The Certifications Catalog: Why R2v3 and B Corp Live in the Same List
How the certifications catalog works, why it covers the niche ones too, and what verified status actually does.
ITAD is one of the few industries where the difference between two companies is mostly which audit they passed last. R2v3, NAID AAA, ISO 14001, e-Stewards, B Corp, ADISA, RIOS, WEEELABEX — the procurement officer at a major bank cares about which of these you hold, because their compliance team will ask, and they don't want to be the team that picked an ITAD partner who couldn't produce the certificate when it mattered.
The certifications catalog ships with the major standards built in, each with the issuing body, the scope, the typical renewal period, and a slot for the certificate document itself. It covers the ones every ITAD has heard of. It also covers the niche ones — because if your warehouse holds a regional certification that isn't on the global list, it still matters when it matters.
What's in a certification record
For each certification a company holds: the standard (linked to the catalog row), the issuing body, the certificate number, the issue date, the expiry date, the scope (which sites, which activities), and a link to the actual certificate PDF stored in evidence. Optional: the auditor's name, the report URL, internal notes for the next renewal.
Verified status
A certification record can be marked "verified" by a platform admin who has actually looked at the certificate document and confirmed it matches the catalog standard.

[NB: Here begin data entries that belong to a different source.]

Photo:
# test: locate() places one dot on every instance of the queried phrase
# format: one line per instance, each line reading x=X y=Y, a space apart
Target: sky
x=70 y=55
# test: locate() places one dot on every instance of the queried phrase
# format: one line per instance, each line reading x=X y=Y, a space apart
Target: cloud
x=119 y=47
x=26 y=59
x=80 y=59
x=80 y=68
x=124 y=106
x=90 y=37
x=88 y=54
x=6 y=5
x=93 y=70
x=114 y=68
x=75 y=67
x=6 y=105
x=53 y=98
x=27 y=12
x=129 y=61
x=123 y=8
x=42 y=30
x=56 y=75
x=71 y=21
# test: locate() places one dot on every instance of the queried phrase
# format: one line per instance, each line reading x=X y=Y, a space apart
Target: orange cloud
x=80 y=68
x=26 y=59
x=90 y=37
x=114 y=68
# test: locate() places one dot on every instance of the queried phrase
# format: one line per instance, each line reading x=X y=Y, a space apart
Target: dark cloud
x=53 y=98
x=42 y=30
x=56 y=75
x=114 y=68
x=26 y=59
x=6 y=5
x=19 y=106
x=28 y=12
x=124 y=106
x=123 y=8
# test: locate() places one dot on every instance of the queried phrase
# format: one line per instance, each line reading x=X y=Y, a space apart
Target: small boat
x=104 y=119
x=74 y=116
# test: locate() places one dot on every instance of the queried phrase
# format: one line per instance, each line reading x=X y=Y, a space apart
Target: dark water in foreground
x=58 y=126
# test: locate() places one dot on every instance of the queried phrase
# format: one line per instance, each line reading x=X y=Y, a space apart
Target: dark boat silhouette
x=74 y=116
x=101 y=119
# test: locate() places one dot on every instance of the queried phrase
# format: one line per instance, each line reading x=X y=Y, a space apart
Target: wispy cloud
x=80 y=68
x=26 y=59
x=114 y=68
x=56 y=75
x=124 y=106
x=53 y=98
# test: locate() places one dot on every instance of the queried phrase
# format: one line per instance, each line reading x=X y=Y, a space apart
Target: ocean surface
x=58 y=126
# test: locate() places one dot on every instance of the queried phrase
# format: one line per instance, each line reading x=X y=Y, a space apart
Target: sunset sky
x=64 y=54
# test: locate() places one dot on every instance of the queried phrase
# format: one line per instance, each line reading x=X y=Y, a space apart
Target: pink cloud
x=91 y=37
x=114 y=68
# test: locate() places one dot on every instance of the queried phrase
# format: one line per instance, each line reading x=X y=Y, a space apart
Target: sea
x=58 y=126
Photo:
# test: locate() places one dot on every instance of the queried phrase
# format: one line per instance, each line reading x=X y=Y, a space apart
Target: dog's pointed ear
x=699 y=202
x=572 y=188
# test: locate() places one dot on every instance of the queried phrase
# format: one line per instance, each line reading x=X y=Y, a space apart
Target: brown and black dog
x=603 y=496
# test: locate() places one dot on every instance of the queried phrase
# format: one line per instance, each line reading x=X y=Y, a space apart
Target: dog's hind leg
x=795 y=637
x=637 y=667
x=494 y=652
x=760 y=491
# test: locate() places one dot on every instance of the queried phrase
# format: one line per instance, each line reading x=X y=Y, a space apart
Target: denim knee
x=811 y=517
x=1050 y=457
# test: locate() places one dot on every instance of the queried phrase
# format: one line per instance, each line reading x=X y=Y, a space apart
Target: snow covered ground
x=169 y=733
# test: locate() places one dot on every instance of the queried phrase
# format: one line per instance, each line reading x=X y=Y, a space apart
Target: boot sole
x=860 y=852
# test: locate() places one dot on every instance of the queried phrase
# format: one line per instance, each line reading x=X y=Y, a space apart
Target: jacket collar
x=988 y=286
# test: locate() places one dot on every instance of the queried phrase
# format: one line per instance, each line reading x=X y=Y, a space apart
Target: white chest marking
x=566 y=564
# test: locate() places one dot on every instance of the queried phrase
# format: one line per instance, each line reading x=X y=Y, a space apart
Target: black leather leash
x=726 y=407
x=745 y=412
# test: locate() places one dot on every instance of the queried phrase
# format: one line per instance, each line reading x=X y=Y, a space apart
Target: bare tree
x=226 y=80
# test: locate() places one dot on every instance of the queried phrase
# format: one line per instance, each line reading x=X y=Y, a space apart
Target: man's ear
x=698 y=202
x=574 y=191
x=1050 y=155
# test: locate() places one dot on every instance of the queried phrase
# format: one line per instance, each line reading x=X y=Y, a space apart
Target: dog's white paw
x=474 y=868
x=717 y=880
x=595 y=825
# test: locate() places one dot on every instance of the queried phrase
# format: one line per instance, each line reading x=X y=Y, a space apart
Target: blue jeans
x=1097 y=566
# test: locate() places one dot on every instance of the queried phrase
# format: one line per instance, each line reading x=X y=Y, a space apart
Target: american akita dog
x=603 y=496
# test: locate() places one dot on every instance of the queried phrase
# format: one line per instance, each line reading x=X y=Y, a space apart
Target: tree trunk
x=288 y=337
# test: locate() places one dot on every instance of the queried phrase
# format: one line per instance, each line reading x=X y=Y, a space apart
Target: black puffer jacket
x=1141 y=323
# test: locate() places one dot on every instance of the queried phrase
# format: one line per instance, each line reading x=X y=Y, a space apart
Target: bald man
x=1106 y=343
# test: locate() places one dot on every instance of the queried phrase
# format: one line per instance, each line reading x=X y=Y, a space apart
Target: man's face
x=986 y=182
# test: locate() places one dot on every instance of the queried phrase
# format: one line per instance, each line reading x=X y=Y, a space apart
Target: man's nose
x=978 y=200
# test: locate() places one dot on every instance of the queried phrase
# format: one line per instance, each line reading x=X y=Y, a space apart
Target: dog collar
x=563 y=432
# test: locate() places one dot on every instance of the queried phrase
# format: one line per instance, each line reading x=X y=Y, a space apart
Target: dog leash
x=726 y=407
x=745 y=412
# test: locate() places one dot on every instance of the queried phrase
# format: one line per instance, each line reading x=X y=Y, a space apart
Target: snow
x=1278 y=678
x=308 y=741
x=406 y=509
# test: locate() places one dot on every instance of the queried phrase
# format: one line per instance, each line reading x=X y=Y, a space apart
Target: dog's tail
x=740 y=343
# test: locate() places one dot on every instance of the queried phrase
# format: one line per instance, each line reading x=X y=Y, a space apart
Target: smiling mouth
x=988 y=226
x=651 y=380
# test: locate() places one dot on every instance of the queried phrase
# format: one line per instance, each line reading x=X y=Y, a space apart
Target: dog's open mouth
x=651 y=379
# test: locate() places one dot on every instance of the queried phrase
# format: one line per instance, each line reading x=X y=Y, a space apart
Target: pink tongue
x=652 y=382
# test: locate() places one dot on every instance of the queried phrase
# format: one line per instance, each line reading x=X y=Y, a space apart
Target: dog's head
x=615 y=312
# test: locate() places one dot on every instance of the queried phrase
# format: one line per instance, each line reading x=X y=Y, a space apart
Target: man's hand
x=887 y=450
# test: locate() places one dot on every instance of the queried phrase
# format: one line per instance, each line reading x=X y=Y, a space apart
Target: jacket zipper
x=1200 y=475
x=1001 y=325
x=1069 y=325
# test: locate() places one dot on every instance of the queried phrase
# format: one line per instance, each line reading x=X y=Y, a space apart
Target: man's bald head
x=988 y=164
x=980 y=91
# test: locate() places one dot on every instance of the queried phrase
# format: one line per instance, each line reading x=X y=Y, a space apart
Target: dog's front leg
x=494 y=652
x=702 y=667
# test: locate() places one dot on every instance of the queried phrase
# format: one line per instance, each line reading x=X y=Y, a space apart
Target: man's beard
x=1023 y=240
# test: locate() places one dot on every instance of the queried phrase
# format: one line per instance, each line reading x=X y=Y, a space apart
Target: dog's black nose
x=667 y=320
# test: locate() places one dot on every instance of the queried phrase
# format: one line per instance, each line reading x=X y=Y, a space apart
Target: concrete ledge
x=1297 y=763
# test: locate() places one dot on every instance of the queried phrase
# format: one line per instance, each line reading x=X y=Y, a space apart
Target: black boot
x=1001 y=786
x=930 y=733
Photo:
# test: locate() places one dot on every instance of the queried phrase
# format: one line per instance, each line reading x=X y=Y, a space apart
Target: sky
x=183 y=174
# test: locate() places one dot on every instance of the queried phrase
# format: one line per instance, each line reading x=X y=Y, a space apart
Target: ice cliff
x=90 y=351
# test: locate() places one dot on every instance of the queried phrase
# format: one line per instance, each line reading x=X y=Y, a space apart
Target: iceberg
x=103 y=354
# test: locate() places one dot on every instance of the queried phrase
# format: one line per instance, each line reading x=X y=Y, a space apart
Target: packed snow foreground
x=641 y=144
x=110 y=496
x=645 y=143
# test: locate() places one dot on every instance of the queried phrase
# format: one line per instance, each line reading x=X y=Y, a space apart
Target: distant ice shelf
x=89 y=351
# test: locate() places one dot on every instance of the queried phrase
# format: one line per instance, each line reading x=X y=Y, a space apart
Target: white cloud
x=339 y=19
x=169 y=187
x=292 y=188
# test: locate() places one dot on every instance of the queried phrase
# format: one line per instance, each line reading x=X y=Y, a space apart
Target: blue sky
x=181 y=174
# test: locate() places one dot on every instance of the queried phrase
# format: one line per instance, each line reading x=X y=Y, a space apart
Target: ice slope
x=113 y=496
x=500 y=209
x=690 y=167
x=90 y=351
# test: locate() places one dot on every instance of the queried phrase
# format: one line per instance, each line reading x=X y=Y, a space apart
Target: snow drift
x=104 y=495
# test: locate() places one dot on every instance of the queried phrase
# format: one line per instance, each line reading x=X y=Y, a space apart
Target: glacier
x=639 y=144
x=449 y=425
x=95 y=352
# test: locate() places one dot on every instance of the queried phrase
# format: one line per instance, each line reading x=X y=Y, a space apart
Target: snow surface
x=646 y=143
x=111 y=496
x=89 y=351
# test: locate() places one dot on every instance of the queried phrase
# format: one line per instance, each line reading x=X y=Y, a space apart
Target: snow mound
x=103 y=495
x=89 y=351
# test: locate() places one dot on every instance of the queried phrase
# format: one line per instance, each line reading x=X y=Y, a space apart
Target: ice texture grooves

Verified certifications carry weight in the trust score (up to 10 bonus points, category-weighted). Unverified certifications appear on the company profile but don't contribute to the score — because anyone can claim a certification, and the difference between "claimed" and "verified" is the whole point of having a catalog.
When a certification flips from verified to expired (or vice versa), the trust score auto-recomputes — the F3 trigger handles it. So a seller who lets R2v3 lapse drops in the rankings the same week the cert expires, not the next time someone manually pokes the score.
The niche ones
The catalog supports adding org-level custom certifications for the standards nobody else has heard of. WEEELABEX. ADISA Distinction. ISO 27001 with a specific Annex A scope. The custom certs don't get verified bonuses (the platform admin can't reasonably verify a standard they don't know), but they appear on the profile and on tender responses. Because procurement teams ask about them, and "we have it but it's not in the platform" is a worse answer than "yes, here it is."